Swarm mode Overview & Key Concepts

Docker Swarm Mode is a feature within Docker that allows you to manage a cluster of Docker nodes (computers running Docker) as if they were a single machine. This is extremely useful for deploying applications that require multiple containers distributed across various servers. It provides built-in tools for clustering, service orchestration, load balancing, and scaling without needing extra software.

In simple terms, Swarm Mode turns a collection of computers running Docker into a "swarm," allowing you to manage services across these machines as though they were one system.

What is a Swarm? / What are Roles?

A swarm is a group of Docker hosts (servers running Docker) that are connected and work together to run containerized applications. Each host can play one of two roles:

Manager: A node that controls the swarm. It handles the cluster management tasks, such as assigning workloads (tasks) to worker nodes and maintaining the desired state of the services.
Worker: A node that does the actual work by running containers. The worker nodes execute the tasks assigned by the manager.

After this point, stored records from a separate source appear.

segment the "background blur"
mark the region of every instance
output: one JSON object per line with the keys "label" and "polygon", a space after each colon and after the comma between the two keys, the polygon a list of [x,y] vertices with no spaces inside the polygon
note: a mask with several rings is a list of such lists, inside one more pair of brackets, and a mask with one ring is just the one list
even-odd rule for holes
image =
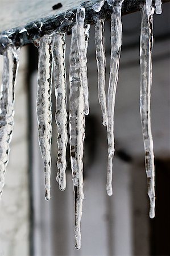
{"label": "background blur", "polygon": [[[37,49],[24,47],[16,88],[14,135],[6,185],[0,203],[0,255],[169,255],[170,3],[154,15],[152,130],[156,168],[156,217],[148,217],[149,200],[139,113],[139,12],[122,17],[123,40],[115,111],[116,155],[113,195],[106,194],[107,134],[97,97],[94,27],[88,48],[90,113],[86,118],[84,195],[81,249],[74,246],[74,207],[68,156],[67,187],[56,181],[57,131],[53,120],[51,199],[44,199],[43,162],[38,142],[36,97]],[[106,91],[110,70],[110,22],[105,22]],[[69,75],[71,36],[67,36]],[[0,76],[3,57],[0,56]],[[53,94],[53,110],[55,100]]]}

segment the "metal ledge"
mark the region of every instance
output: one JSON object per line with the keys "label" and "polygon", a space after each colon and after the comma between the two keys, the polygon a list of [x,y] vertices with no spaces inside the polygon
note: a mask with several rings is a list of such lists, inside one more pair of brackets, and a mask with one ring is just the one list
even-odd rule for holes
{"label": "metal ledge", "polygon": [[[85,23],[94,24],[98,19],[109,19],[113,13],[112,8],[105,2],[101,10],[96,13],[92,5],[96,2],[88,1],[81,5],[86,9]],[[170,2],[163,0],[163,3]],[[122,4],[122,15],[138,11],[145,0],[125,0]],[[24,28],[16,27],[0,34],[0,54],[10,44],[16,47],[32,43],[45,34],[50,34],[54,31],[70,33],[71,27],[76,22],[76,8],[59,15],[49,16],[27,24]]]}

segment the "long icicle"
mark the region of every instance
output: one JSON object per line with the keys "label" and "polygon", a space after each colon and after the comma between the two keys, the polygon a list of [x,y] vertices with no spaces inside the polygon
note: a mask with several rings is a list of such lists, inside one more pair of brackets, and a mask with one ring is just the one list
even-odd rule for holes
{"label": "long icicle", "polygon": [[3,55],[3,71],[0,99],[0,197],[5,184],[10,143],[14,125],[15,86],[20,48],[9,46]]}
{"label": "long icicle", "polygon": [[106,190],[109,196],[113,193],[112,168],[113,158],[114,155],[114,113],[117,86],[118,79],[119,59],[122,46],[122,24],[121,22],[121,9],[123,0],[113,6],[113,14],[111,20],[111,57],[110,71],[107,95],[107,140],[108,164]]}
{"label": "long icicle", "polygon": [[161,3],[161,0],[155,0],[155,12],[156,14],[161,14],[162,13]]}
{"label": "long icicle", "polygon": [[56,100],[55,120],[57,126],[58,159],[56,180],[60,189],[66,187],[66,150],[68,142],[67,113],[67,84],[65,71],[65,34],[53,35],[53,59],[55,89]]}
{"label": "long icicle", "polygon": [[38,135],[41,153],[44,165],[45,198],[50,199],[51,144],[52,135],[51,36],[44,35],[39,45],[38,71],[37,115]]}
{"label": "long icicle", "polygon": [[155,216],[155,167],[153,139],[151,127],[151,92],[152,84],[152,59],[153,47],[153,14],[148,15],[146,5],[142,10],[141,23],[140,62],[140,110],[145,151],[146,171],[148,180],[148,195],[150,199],[150,218]]}
{"label": "long icicle", "polygon": [[83,193],[83,151],[85,137],[84,102],[77,26],[72,27],[70,51],[69,127],[70,150],[75,204],[75,247],[81,247],[80,222]]}
{"label": "long icicle", "polygon": [[106,57],[105,51],[104,22],[97,20],[95,26],[95,43],[98,71],[98,97],[103,115],[103,125],[107,124],[105,86]]}
{"label": "long icicle", "polygon": [[76,21],[77,21],[77,36],[78,43],[78,49],[80,55],[80,63],[81,65],[81,75],[82,81],[83,94],[84,99],[84,112],[85,115],[89,113],[89,89],[87,77],[86,67],[86,46],[84,33],[84,19],[85,9],[84,7],[79,7],[77,10]]}

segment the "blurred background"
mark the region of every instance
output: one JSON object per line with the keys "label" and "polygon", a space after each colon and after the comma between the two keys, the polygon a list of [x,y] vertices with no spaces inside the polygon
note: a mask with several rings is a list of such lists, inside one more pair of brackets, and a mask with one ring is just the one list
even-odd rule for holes
{"label": "blurred background", "polygon": [[[122,17],[122,50],[115,110],[113,195],[106,194],[107,134],[97,97],[94,26],[88,52],[90,114],[86,117],[85,200],[81,249],[74,245],[73,184],[68,148],[67,189],[56,181],[57,130],[53,119],[51,199],[44,199],[43,161],[38,142],[36,97],[38,50],[23,47],[16,86],[14,135],[0,202],[0,255],[169,255],[170,167],[170,3],[154,14],[152,130],[155,156],[156,217],[149,200],[140,112],[139,12]],[[110,22],[105,24],[106,92],[110,71]],[[67,76],[69,94],[69,52]],[[3,57],[0,56],[2,77]],[[53,92],[54,93],[54,92]],[[55,99],[53,93],[53,113]]]}

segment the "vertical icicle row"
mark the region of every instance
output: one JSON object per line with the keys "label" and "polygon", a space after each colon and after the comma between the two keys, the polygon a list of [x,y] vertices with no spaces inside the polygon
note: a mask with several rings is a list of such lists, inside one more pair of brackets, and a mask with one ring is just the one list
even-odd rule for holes
{"label": "vertical icicle row", "polygon": [[155,11],[156,14],[161,14],[161,1],[155,0]]}
{"label": "vertical icicle row", "polygon": [[105,51],[104,22],[97,20],[95,26],[95,43],[98,71],[98,96],[103,115],[103,125],[107,124],[105,86],[106,57]]}
{"label": "vertical icicle row", "polygon": [[50,199],[51,145],[52,135],[51,37],[44,35],[39,42],[38,71],[37,115],[40,148],[44,160],[45,198]]}
{"label": "vertical icicle row", "polygon": [[65,71],[65,34],[53,35],[53,59],[56,100],[55,120],[57,126],[58,159],[56,180],[60,190],[66,187],[66,150],[67,137],[67,84]]}
{"label": "vertical icicle row", "polygon": [[118,79],[119,59],[122,45],[122,24],[121,22],[121,9],[123,0],[118,1],[113,6],[113,14],[111,16],[111,57],[110,71],[107,95],[107,140],[108,164],[106,190],[109,196],[112,191],[113,158],[114,155],[114,113],[115,93]]}
{"label": "vertical icicle row", "polygon": [[83,151],[85,137],[84,102],[76,24],[72,27],[70,49],[70,150],[75,204],[75,247],[81,247],[80,221],[83,193]]}
{"label": "vertical icicle row", "polygon": [[155,216],[155,168],[153,139],[151,127],[151,92],[152,84],[152,59],[153,46],[153,14],[148,15],[144,5],[141,23],[140,62],[140,110],[145,151],[146,171],[148,180],[148,195],[150,199],[150,218]]}
{"label": "vertical icicle row", "polygon": [[77,21],[77,36],[78,43],[78,49],[80,55],[80,63],[81,76],[83,86],[83,94],[84,99],[84,112],[85,115],[89,113],[89,89],[87,77],[87,67],[86,67],[86,46],[84,34],[84,19],[85,19],[85,9],[80,7],[77,10],[76,21]]}
{"label": "vertical icicle row", "polygon": [[9,46],[3,55],[3,71],[0,99],[0,197],[5,184],[10,143],[14,125],[15,86],[20,48]]}

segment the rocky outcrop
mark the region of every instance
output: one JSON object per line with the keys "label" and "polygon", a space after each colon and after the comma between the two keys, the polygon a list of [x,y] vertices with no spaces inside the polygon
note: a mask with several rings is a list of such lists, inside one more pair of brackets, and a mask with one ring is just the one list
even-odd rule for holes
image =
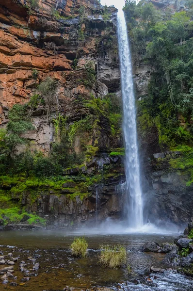
{"label": "rocky outcrop", "polygon": [[174,169],[170,164],[181,155],[178,151],[157,153],[145,163],[144,185],[151,221],[157,219],[183,224],[192,217],[193,186],[186,184],[190,174]]}

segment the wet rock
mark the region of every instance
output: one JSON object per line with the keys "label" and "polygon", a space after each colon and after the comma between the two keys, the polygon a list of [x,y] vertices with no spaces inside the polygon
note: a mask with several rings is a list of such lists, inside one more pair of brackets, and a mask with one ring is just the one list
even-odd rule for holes
{"label": "wet rock", "polygon": [[141,248],[142,252],[158,252],[161,247],[157,242],[146,242]]}
{"label": "wet rock", "polygon": [[10,270],[14,270],[14,267],[12,266],[2,268],[2,269],[0,269],[0,272],[7,272],[8,271],[9,271]]}
{"label": "wet rock", "polygon": [[0,278],[0,279],[2,280],[2,281],[3,281],[3,280],[5,280],[5,279],[7,279],[7,276],[5,274]]}
{"label": "wet rock", "polygon": [[181,264],[181,258],[180,256],[173,252],[170,252],[166,254],[161,262],[166,265],[179,266]]}
{"label": "wet rock", "polygon": [[20,264],[25,264],[26,262],[25,261],[21,261],[19,263]]}
{"label": "wet rock", "polygon": [[21,279],[20,281],[24,283],[24,282],[28,282],[30,279],[30,277],[24,277]]}
{"label": "wet rock", "polygon": [[64,188],[73,188],[76,186],[76,183],[72,181],[71,182],[65,182],[65,183],[64,183],[62,186]]}
{"label": "wet rock", "polygon": [[11,266],[13,266],[14,265],[15,265],[15,262],[12,261],[9,261],[7,263],[8,265],[11,265]]}
{"label": "wet rock", "polygon": [[190,267],[192,264],[193,264],[193,252],[182,259],[181,264],[182,267]]}
{"label": "wet rock", "polygon": [[179,246],[180,248],[183,247],[188,247],[190,242],[193,242],[193,240],[190,239],[181,238],[178,240],[176,244],[177,246]]}
{"label": "wet rock", "polygon": [[39,264],[39,263],[36,263],[33,266],[33,270],[34,271],[38,271],[39,270],[39,268],[40,268],[40,264]]}
{"label": "wet rock", "polygon": [[13,262],[16,262],[17,259],[18,259],[17,258],[13,258],[13,257],[10,258],[10,260],[12,261]]}
{"label": "wet rock", "polygon": [[17,284],[16,283],[16,282],[11,282],[10,284],[9,284],[10,285],[10,286],[17,286]]}
{"label": "wet rock", "polygon": [[177,253],[178,250],[178,247],[175,243],[168,243],[165,242],[161,245],[161,253],[169,253],[172,251],[174,253]]}
{"label": "wet rock", "polygon": [[155,268],[154,267],[151,267],[149,271],[153,273],[163,273],[165,271],[164,269],[161,269],[160,268]]}
{"label": "wet rock", "polygon": [[23,218],[22,219],[21,219],[20,222],[25,222],[29,218],[30,218],[30,215],[28,215],[27,214],[25,214],[25,215],[24,215]]}
{"label": "wet rock", "polygon": [[29,274],[29,275],[30,276],[30,277],[36,277],[36,276],[37,276],[37,274],[34,273],[32,273]]}
{"label": "wet rock", "polygon": [[1,259],[0,260],[0,265],[4,265],[5,264],[5,261],[4,259]]}
{"label": "wet rock", "polygon": [[8,272],[6,275],[8,278],[10,278],[11,279],[13,279],[13,278],[14,277],[14,275],[10,272]]}

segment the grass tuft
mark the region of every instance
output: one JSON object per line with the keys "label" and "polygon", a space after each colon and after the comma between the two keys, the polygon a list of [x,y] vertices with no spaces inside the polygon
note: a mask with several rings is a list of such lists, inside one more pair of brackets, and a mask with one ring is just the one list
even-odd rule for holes
{"label": "grass tuft", "polygon": [[85,258],[88,245],[84,238],[75,238],[70,245],[72,255],[75,257]]}
{"label": "grass tuft", "polygon": [[126,263],[126,250],[123,245],[102,245],[100,248],[100,263],[104,267],[117,269]]}

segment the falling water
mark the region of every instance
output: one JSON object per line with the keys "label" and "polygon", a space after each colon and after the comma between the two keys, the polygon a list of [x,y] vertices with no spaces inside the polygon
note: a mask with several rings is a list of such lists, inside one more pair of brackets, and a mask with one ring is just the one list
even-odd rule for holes
{"label": "falling water", "polygon": [[98,223],[98,187],[96,189],[96,224]]}
{"label": "falling water", "polygon": [[117,20],[124,112],[123,128],[125,141],[127,192],[128,194],[127,210],[129,226],[140,228],[143,225],[143,207],[140,180],[136,112],[128,32],[124,12],[121,9],[118,12]]}

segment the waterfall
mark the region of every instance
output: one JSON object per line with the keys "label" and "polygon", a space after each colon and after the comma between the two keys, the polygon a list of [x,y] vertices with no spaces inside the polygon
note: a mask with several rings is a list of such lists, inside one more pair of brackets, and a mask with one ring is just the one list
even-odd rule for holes
{"label": "waterfall", "polygon": [[129,227],[143,225],[143,203],[140,180],[140,164],[137,137],[135,96],[127,24],[124,12],[117,14],[118,39],[121,74],[124,131],[126,151],[127,212]]}

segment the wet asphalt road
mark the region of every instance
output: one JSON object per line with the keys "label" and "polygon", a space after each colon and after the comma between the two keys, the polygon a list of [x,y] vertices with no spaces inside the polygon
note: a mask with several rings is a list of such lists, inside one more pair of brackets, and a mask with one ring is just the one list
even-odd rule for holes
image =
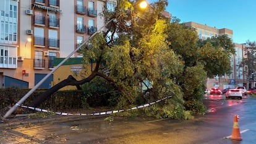
{"label": "wet asphalt road", "polygon": [[[69,117],[41,125],[27,124],[4,129],[0,143],[106,144],[247,144],[256,142],[256,98],[226,100],[205,95],[209,112],[193,120],[157,119],[148,117]],[[242,140],[234,140],[234,116],[239,116]],[[65,117],[65,116],[64,116]]]}

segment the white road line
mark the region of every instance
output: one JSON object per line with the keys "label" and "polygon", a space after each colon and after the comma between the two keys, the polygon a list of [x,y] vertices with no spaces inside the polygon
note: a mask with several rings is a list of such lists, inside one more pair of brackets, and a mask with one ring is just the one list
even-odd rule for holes
{"label": "white road line", "polygon": [[147,123],[150,123],[150,122],[158,122],[158,121],[164,121],[166,119],[169,119],[169,118],[166,118],[166,119],[158,119],[158,120],[155,120],[155,121],[147,121],[146,122]]}

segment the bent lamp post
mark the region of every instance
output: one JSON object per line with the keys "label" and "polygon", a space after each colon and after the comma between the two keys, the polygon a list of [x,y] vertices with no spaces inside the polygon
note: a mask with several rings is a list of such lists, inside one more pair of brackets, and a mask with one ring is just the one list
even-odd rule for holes
{"label": "bent lamp post", "polygon": [[[142,9],[145,9],[147,6],[147,2],[145,1],[142,1],[139,2],[139,4],[140,7]],[[73,52],[72,52],[69,56],[67,56],[62,61],[61,61],[56,67],[55,67],[48,74],[47,74],[43,79],[41,79],[35,87],[32,88],[26,95],[25,95],[22,98],[21,98],[14,106],[13,106],[4,116],[4,118],[8,117],[14,111],[17,109],[17,108],[20,106],[25,100],[26,100],[28,96],[34,92],[36,88],[39,87],[53,72],[55,72],[61,65],[62,65],[71,56],[72,56],[75,52],[79,50],[82,46],[83,46],[85,43],[87,43],[89,40],[90,40],[96,33],[101,32],[101,30],[108,25],[112,20],[114,20],[114,19],[112,19],[109,20],[107,23],[106,23],[104,26],[99,28],[95,33],[92,35],[88,39],[85,40],[77,49],[75,49]]]}

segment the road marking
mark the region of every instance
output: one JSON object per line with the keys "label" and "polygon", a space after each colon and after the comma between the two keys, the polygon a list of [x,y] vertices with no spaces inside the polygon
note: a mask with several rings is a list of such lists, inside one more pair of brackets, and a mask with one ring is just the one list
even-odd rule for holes
{"label": "road marking", "polygon": [[[246,132],[247,131],[248,131],[248,130],[249,130],[249,129],[245,129],[245,130],[242,130],[242,131],[241,131],[240,132],[240,133],[244,133],[244,132]],[[229,136],[228,136],[228,137],[224,137],[223,138],[231,138],[231,135],[229,135]]]}
{"label": "road marking", "polygon": [[158,121],[164,121],[166,119],[169,119],[169,118],[166,118],[166,119],[158,119],[158,120],[155,120],[155,121],[147,121],[146,122],[147,123],[150,123],[150,122],[158,122]]}

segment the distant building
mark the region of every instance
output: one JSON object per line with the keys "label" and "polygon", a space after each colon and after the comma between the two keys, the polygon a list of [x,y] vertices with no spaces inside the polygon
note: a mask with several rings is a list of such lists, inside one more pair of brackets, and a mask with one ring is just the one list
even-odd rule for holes
{"label": "distant building", "polygon": [[[229,38],[233,40],[233,31],[228,28],[218,29],[206,24],[200,24],[194,22],[184,23],[187,27],[191,27],[195,29],[200,40],[206,40],[212,36],[227,35]],[[247,89],[251,87],[247,80],[247,74],[245,74],[244,66],[242,66],[244,53],[244,44],[234,43],[235,45],[236,54],[231,56],[231,66],[232,67],[231,74],[229,75],[216,75],[215,78],[207,78],[206,86],[207,89],[213,87],[219,87],[221,89],[226,88],[235,88],[237,86],[245,86]]]}

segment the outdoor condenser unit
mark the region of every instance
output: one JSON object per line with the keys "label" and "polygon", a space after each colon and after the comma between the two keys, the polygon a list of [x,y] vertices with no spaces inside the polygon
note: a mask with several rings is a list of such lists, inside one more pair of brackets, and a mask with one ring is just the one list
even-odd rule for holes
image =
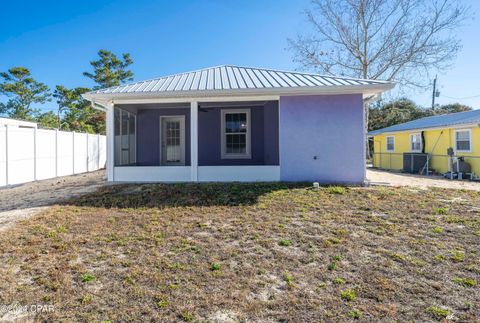
{"label": "outdoor condenser unit", "polygon": [[469,163],[466,163],[463,159],[463,157],[457,158],[457,160],[453,163],[453,168],[452,170],[454,172],[459,172],[459,173],[471,173],[472,172],[472,167],[470,166]]}
{"label": "outdoor condenser unit", "polygon": [[403,171],[411,174],[419,174],[424,169],[428,160],[428,154],[403,153]]}

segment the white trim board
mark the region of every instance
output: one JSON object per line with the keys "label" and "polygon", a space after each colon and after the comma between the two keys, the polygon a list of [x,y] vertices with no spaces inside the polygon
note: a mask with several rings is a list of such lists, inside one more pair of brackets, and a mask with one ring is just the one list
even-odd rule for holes
{"label": "white trim board", "polygon": [[117,166],[116,182],[189,182],[190,166]]}
{"label": "white trim board", "polygon": [[[470,149],[469,150],[458,150],[457,149],[457,132],[467,131],[470,141]],[[472,129],[471,128],[462,128],[462,129],[455,129],[453,131],[453,149],[455,154],[458,153],[471,153],[473,151],[473,138],[472,138]]]}
{"label": "white trim board", "polygon": [[[226,123],[225,123],[225,117],[227,114],[246,114],[246,119],[247,119],[247,132],[245,133],[245,154],[228,154],[227,153],[227,132],[225,131],[226,128]],[[252,141],[252,134],[251,134],[251,129],[252,125],[251,123],[251,117],[250,117],[250,109],[222,109],[220,111],[221,115],[221,120],[220,120],[220,127],[221,127],[221,137],[220,137],[220,142],[221,142],[221,158],[222,159],[251,159],[252,158],[252,152],[251,152],[251,141]],[[234,133],[235,134],[235,133]]]}
{"label": "white trim board", "polygon": [[431,127],[431,128],[418,128],[418,129],[406,129],[406,130],[398,130],[398,131],[384,131],[374,135],[368,135],[368,137],[377,137],[382,135],[394,135],[404,132],[422,132],[422,131],[435,131],[435,130],[448,130],[448,129],[463,129],[463,128],[480,128],[480,123],[463,123],[463,124],[456,124],[456,125],[449,125],[449,126],[441,126],[441,127]]}
{"label": "white trim board", "polygon": [[199,182],[277,182],[280,166],[199,166]]}
{"label": "white trim board", "polygon": [[[160,116],[160,124],[159,124],[159,130],[160,130],[160,133],[159,133],[159,142],[160,142],[160,147],[159,147],[159,151],[160,151],[160,164],[163,164],[164,163],[164,160],[163,160],[163,120],[165,119],[179,119],[180,120],[180,145],[182,147],[182,155],[181,155],[181,161],[178,165],[176,166],[185,166],[185,159],[186,159],[186,129],[185,129],[185,115],[181,114],[181,115],[162,115]],[[182,131],[183,130],[183,131]],[[162,165],[162,166],[173,166],[173,165]]]}
{"label": "white trim board", "polygon": [[[117,166],[116,182],[191,182],[190,166]],[[280,166],[199,166],[199,182],[277,182]]]}
{"label": "white trim board", "polygon": [[[388,138],[393,138],[393,149],[388,149]],[[385,151],[389,153],[395,152],[395,135],[385,136]]]}

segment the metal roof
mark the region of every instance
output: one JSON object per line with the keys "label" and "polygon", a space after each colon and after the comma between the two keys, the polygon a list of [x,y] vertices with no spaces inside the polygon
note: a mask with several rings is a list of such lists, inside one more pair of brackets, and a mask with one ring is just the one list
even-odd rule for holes
{"label": "metal roof", "polygon": [[397,124],[394,126],[386,127],[383,129],[370,131],[368,135],[374,136],[374,135],[379,135],[385,132],[400,132],[400,131],[416,130],[416,129],[441,128],[441,127],[458,126],[462,124],[472,124],[472,123],[480,123],[480,109],[417,119],[417,120]]}
{"label": "metal roof", "polygon": [[[311,73],[287,72],[263,68],[222,65],[192,72],[164,76],[147,81],[125,84],[88,92],[85,97],[124,96],[126,94],[198,94],[215,92],[235,94],[245,90],[318,89],[332,87],[379,88],[382,92],[393,87],[391,82]],[[258,92],[257,91],[257,92]],[[273,91],[272,91],[273,92]],[[361,92],[361,91],[360,91]]]}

Any Docker host in the swarm can be a manager, a worker, or even perform both roles.

Key Concepts in Docker Swarm Mode

1. Nodes

A node is any machine that is part of a Docker Swarm cluster. Nodes can either be manager nodes (which control the swarm) or worker nodes (which run containers). In a real-world production environment, nodes are often spread across multiple physical servers or cloud machines.

Manager Node: Manages the cluster by keeping track of tasks and assigning them to workers. The manager also ensures that the desired number of containers are always running.

Worker Node: Receives and executes tasks given by the manager. Workers run the containers but do not manage the swarm.

2. Services and Tasks

A service is a definition of what needs to be run in the swarm. When you create a service, you specify things like the container image to use and how many copies (replicas) of the service should run.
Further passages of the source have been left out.